David's Observation Notes.
Hello everyone,
The poor weather in late November meant that I was able to get out only twice, the 23rd and 29th. The 23rd was a new moon but the forecast was very poor for the next week so I decided to try Messier 76 in hydrogen alpha - at least that way I could return to it on the next fine night and capture more narrow band data, even though it might be close to full moon. Sure enough the next fine night the 29th was close to full moon and I returned to M76 and see what oxygen III and sulphur II data I could capture.
In the end I managed to capture two hours each of H-alpha, Oxygen III and Sulphur II. The core of M76 is relatively bright and showed up well but the outer regions are very faint and needed some teasing out in processing.
I've tried both a Hubble palette (red, green, blue is derived from sulphur, hydrogen and oxygen, respectively) and the less frequently seen HOS palette (red, green, blue is derived from hydrogen, oxygen and sulphur, respectively). The Hubble palette gives a predominantly blue image from which it was difficult to tease out any detailed structure. The HOS palette yielded a green/yellow and red image and more of the detail could be teased out by tweaking the colour balance in Photoshop.

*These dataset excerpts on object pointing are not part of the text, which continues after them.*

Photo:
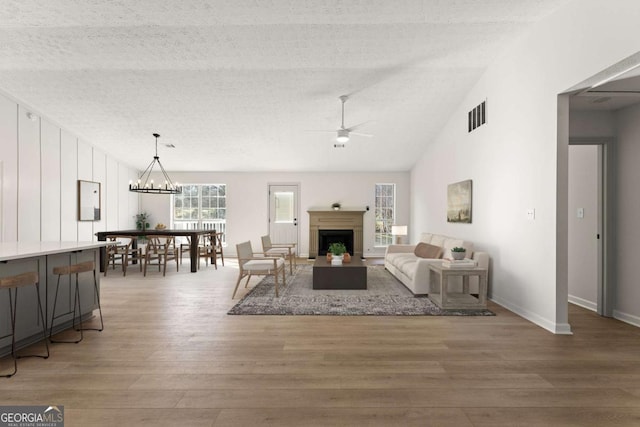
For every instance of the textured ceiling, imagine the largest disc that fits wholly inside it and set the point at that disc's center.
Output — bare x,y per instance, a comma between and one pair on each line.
239,85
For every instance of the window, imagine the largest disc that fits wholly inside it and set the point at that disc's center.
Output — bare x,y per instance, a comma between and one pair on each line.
284,207
385,207
201,206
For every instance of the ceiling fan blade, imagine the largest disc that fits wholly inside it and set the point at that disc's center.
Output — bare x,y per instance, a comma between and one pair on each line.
354,127
361,134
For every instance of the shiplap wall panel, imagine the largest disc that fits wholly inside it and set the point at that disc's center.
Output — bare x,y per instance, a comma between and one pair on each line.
111,195
85,173
100,175
9,169
50,185
28,177
68,187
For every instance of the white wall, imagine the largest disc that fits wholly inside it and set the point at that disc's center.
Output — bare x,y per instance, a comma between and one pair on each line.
583,249
248,203
40,165
515,159
627,303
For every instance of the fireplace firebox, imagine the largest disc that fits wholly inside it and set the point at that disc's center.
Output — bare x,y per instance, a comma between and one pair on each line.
327,237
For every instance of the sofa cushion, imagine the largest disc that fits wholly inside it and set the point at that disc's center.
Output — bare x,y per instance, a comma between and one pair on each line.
437,240
426,237
425,250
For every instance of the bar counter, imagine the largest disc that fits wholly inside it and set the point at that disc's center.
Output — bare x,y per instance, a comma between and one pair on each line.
43,257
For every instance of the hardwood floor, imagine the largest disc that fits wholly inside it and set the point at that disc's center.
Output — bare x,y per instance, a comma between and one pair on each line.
169,355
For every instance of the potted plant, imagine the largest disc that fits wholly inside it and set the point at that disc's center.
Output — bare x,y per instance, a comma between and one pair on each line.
142,221
458,253
337,250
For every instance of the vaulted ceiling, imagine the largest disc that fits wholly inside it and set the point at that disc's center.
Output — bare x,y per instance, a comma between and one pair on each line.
251,85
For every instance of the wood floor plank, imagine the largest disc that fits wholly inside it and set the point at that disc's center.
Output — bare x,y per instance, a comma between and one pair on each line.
371,417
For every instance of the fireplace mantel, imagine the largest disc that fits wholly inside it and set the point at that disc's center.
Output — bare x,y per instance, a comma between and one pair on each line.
329,219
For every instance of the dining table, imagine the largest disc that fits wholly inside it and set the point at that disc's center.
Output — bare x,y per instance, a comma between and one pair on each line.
193,235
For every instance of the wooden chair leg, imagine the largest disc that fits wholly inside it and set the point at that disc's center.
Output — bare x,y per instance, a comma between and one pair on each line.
237,284
276,281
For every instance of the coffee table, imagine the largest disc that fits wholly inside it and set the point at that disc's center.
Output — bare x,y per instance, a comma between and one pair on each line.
352,275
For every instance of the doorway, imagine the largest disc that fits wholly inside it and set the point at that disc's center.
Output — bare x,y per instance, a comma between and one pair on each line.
284,213
587,285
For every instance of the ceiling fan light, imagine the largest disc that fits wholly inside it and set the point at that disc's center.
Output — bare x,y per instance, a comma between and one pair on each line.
343,136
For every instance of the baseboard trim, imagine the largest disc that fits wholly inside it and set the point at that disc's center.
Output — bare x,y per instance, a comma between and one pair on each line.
556,328
626,318
581,302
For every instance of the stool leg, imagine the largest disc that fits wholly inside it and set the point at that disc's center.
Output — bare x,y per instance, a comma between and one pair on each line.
12,312
13,302
77,302
53,315
44,326
95,286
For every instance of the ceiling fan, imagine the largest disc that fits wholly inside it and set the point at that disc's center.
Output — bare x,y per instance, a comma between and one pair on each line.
344,133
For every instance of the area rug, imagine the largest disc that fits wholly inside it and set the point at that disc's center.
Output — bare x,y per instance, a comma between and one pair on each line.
384,296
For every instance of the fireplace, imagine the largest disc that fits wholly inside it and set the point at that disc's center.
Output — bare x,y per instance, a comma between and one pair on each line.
336,222
327,237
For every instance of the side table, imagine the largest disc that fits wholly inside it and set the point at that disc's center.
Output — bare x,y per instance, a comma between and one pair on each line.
446,299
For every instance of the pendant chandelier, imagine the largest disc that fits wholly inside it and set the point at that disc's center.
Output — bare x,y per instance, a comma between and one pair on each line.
146,185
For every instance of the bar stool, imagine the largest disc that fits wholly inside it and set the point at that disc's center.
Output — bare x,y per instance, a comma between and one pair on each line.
13,283
76,269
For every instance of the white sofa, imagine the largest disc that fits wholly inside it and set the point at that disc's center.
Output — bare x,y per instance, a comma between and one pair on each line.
413,271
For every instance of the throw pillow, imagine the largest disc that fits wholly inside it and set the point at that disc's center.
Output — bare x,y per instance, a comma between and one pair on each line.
425,250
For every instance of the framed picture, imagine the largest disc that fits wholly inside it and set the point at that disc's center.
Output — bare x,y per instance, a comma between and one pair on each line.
459,202
88,201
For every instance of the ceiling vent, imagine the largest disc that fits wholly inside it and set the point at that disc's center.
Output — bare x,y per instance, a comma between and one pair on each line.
478,116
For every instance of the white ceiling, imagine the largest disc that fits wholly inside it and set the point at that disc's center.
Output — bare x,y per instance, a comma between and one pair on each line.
238,85
622,92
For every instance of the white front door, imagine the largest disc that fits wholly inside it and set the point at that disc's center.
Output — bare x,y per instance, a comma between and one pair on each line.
283,213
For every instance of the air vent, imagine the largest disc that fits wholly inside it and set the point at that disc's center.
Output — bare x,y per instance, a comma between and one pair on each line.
478,116
602,99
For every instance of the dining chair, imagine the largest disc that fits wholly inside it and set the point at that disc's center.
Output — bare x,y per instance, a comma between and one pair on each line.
184,247
286,250
249,265
206,249
120,250
217,246
159,250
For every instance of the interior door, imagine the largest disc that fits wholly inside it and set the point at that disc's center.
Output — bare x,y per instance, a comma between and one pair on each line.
283,213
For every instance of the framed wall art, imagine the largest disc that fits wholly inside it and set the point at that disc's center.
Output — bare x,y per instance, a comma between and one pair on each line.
88,201
459,202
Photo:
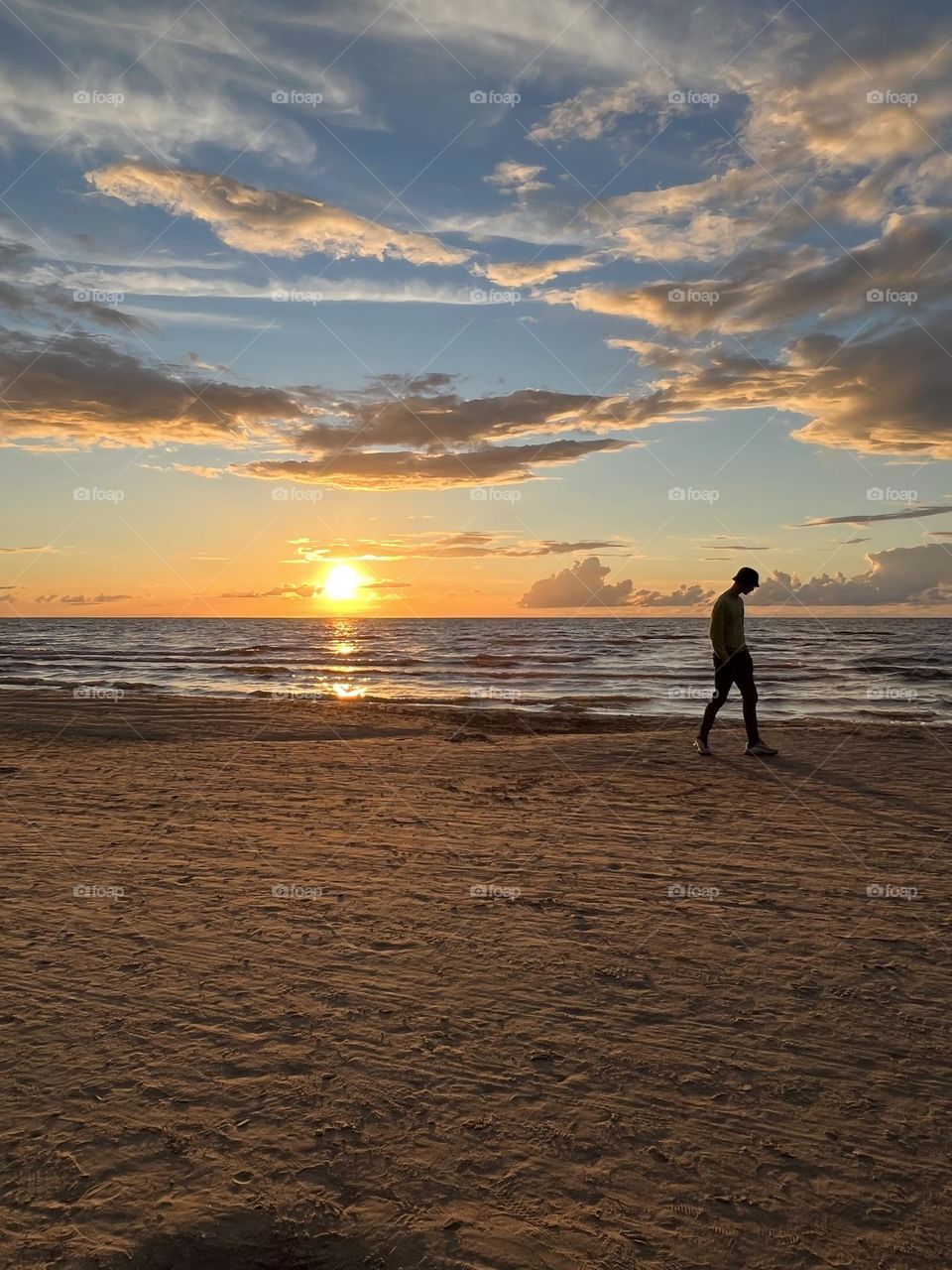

So this is Messier 76 in HOS palette. Six hours of data was captured in 20 minute subs, equally split between hydrogen-alpha, oxygen III and sulphur II.
Image details
- Image Processing
- Pixinsight and Photoshop.
- Telescope
- 254 mm Newtonian with Tele Vue Paracorr at F/4.5
- Camera
- QSI 583wsg with Astrodon 3 nm narrow band filters. Off-axis guiding by SX Lodestar.